Portrait de l’ascension fulgurante mais fragile d’une athlète dans la tourmente, Slalom s’inscrit ainsi dans la lignée de drame sportifs au féminin tels que Million Dollar Baby, Girlfight ou plus récemment I, Tonya ; on y retrouve le schéma narratif de la jeune prodige qui s’initie à une discipline dans laquelle elle excelle et qui la propulse au rang de célébrité. L’incertitude de la victoire reste l’un des enjeux narratifs les plus importants du film, tandis que la dernière compétition internationale constitue l’horizon final de l’histoire, tout comme les Jeux Olympiques étaient celui du monde de Tonya et le combat de boxe à Las Vegas celui du monde de Maggie. La jeune star sera-t-elle capable de remporter la victoire malgré les problèmes qui l’accablent et sa santé mentale de plus en plus précaire ?

Si Charlène Favier exploite le scénario classique du film sur les sportives, Slalom prend malgré tout un virage inattendu. I, Tonya et Million Dollar Baby mettent en scène des athlètes qui, par malchance et fatalisme, finissent par se brûler les ailes ; la tension repose sur le décalage entre l’optimisme de l’héroïne, persuadée qu’elle peut gagner, et les signes de plus en plus évidents de sa défaite imminente -parfois annoncée dès le début- au rythme du classique « trop beau pour être vrai ». Ainsi, c’est le cœur lourd que l’on assiste au moment où le mental des personnages principaux se fissure et où leur corps lâche. Le succès, brume dorée, n’aura finalement été qu’un mirage, une promesse touchée du bout des doigts mais toujours hors de la portée de ces sportives hors normes, tout comme la possibilité d’une vie épanouie et heureuse.

Slalom semble lui aussi écrit pour mal finir ; alors que les succès jusque-là évidents de Lyz et la pression qu’elle subit semblent annoncer un revirement brutal lors de sa dernière course, le spectateur-trice s’attend, non sans chagrin, à voir cette dernière compétition traduire enfin la violence et le drame que Lyz refoule depuis le début. Pourtant, aucune blessure ni défaite ne viennent interrompre le parcours de la jeune fille, qui remporte finalement la course qu’elle avait le plus de chance de perdre. Si sa victoire n’est pas éclatante et ne résout pas ses problèmes personnels, dont Lyz est bien consciente en déchaussant ses skis, elle a néanmoins le mérite de la préserver sur le plan professionnel et d’ébaucher un avenir qui, peut-être, sera plus radieux que le présent.

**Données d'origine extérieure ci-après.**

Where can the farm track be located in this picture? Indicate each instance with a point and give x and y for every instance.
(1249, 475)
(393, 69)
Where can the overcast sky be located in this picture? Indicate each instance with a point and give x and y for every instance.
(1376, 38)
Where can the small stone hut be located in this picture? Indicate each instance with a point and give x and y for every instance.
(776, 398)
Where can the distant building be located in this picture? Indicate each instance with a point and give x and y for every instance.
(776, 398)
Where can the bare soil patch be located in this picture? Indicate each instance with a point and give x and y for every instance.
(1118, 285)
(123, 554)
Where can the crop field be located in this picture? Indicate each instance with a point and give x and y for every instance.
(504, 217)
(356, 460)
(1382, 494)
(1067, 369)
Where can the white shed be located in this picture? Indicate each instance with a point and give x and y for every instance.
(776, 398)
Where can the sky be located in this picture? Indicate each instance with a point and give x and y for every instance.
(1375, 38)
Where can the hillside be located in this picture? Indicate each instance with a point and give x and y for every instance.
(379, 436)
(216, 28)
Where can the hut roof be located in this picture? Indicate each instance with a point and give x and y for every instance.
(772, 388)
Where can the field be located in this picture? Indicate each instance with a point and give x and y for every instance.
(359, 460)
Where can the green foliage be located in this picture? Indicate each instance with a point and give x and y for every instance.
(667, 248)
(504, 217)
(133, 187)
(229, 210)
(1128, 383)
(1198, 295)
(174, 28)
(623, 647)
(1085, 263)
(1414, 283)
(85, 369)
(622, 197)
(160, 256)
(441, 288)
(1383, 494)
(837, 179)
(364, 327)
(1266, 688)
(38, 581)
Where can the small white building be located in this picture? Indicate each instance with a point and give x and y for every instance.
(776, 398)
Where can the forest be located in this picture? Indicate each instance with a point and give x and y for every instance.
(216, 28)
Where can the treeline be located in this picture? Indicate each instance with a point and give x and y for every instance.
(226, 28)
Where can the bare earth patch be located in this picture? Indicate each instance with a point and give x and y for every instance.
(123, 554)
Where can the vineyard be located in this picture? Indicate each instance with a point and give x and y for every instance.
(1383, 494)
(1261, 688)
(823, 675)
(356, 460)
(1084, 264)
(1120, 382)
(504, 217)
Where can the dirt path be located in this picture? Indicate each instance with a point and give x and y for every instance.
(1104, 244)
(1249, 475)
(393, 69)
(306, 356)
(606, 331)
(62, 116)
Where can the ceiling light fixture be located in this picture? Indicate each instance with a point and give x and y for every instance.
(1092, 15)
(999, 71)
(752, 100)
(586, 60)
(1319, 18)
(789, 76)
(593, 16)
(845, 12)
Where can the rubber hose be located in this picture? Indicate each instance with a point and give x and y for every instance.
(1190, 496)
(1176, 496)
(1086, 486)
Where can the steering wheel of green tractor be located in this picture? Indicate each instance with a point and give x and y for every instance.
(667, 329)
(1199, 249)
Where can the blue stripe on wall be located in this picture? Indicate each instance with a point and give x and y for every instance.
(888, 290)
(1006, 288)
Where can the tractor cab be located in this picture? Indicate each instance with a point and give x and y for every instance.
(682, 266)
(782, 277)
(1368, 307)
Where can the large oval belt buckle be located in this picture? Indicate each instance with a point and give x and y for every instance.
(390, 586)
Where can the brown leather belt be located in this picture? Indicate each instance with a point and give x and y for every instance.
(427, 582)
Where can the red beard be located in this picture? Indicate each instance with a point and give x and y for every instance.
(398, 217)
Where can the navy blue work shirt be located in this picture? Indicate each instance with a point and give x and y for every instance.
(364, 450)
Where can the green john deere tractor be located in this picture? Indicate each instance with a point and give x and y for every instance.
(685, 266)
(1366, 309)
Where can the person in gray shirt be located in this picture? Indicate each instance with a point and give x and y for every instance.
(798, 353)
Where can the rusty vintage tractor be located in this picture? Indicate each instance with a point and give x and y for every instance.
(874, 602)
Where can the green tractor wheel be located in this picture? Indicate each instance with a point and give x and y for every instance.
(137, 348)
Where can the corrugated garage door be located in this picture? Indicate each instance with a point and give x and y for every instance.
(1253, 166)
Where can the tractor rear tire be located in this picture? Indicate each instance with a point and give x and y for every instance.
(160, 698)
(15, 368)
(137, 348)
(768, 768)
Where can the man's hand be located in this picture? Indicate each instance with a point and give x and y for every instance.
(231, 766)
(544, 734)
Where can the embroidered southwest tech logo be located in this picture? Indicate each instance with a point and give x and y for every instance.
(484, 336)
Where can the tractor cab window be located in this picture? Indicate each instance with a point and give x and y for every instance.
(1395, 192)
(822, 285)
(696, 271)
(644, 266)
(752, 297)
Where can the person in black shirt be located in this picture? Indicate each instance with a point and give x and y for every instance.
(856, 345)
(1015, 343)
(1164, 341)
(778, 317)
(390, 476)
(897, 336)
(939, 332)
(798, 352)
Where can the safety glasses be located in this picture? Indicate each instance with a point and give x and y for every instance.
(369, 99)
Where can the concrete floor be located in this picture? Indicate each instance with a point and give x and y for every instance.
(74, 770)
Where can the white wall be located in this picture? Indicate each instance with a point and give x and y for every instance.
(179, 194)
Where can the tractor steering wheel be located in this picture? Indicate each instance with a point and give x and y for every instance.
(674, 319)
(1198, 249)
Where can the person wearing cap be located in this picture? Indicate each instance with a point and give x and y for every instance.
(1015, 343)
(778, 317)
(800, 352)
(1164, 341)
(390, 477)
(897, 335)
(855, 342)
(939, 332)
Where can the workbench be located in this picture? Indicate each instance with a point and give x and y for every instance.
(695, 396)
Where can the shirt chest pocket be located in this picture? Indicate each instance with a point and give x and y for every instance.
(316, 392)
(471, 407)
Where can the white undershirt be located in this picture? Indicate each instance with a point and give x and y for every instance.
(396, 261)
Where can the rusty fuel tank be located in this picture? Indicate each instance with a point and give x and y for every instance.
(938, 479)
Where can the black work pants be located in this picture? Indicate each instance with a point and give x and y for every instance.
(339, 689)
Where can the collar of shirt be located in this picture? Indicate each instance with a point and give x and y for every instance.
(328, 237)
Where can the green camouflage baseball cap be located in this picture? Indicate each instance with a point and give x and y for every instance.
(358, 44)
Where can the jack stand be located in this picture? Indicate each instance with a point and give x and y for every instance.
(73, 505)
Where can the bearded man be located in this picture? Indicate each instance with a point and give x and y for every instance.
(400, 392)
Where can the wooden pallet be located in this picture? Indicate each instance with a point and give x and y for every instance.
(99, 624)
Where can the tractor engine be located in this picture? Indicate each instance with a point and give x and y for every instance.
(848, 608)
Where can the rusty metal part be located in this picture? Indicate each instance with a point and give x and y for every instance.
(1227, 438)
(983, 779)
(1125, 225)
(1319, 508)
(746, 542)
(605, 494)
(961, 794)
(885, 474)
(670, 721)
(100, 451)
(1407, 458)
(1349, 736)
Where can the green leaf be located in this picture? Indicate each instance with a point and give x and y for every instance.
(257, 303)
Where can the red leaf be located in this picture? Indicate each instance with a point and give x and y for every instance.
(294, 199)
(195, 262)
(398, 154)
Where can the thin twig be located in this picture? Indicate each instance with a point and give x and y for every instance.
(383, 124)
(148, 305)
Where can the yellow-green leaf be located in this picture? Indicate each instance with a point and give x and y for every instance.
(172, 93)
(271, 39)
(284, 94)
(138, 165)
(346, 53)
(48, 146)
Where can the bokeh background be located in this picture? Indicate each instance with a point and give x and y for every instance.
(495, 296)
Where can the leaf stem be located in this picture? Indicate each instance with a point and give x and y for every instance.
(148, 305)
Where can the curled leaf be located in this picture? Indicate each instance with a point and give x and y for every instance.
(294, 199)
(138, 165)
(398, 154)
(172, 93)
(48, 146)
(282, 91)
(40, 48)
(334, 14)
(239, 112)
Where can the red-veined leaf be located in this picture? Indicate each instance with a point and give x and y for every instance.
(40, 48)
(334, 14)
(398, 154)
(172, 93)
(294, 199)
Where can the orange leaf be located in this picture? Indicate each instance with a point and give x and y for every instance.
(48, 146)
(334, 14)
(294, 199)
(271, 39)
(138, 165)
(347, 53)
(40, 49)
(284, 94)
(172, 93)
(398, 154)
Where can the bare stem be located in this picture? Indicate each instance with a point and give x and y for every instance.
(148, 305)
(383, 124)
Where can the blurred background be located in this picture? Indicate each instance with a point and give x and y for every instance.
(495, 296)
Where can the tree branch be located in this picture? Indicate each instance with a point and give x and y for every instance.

Plus important encore, ce dénouement illustre en quoi Slalom refuse de sacrifier son l’héroïne pour servir ses ressorts dramatiques et créer du rebondissement.

Dans un univers cinématographique où les figures féminines du sport sont rares, le succès de Lyz vient déjouer les arcs narratifs souvent tragiques des personnages féminins de son envergure ; son « non » final, à la fois ferme et horrifié, ne s’adresse ainsi peut être pas qu’à Fred, mais aussi aux spectateurs-trices, qui s’attendaient à la voir souffrir encore plus, elle qui vient pourtant d’endurer une horreur indicible, au nom d’une loi scénaristique qui veut qu’un malheur ne vienne jamais seul. « Non », répond Lyz, je ne vous offrirai pas l’effondrement de ma carrière en spectacle. Avec ce portrait de championne humain et volontairement complexe, Charlène Favier, affirme ainsi haut et fort que, même dans la tourmente, une femme peut continuer de gagner. Ça ne referme pas toutes les blessures, mais ça fait quand même du bien.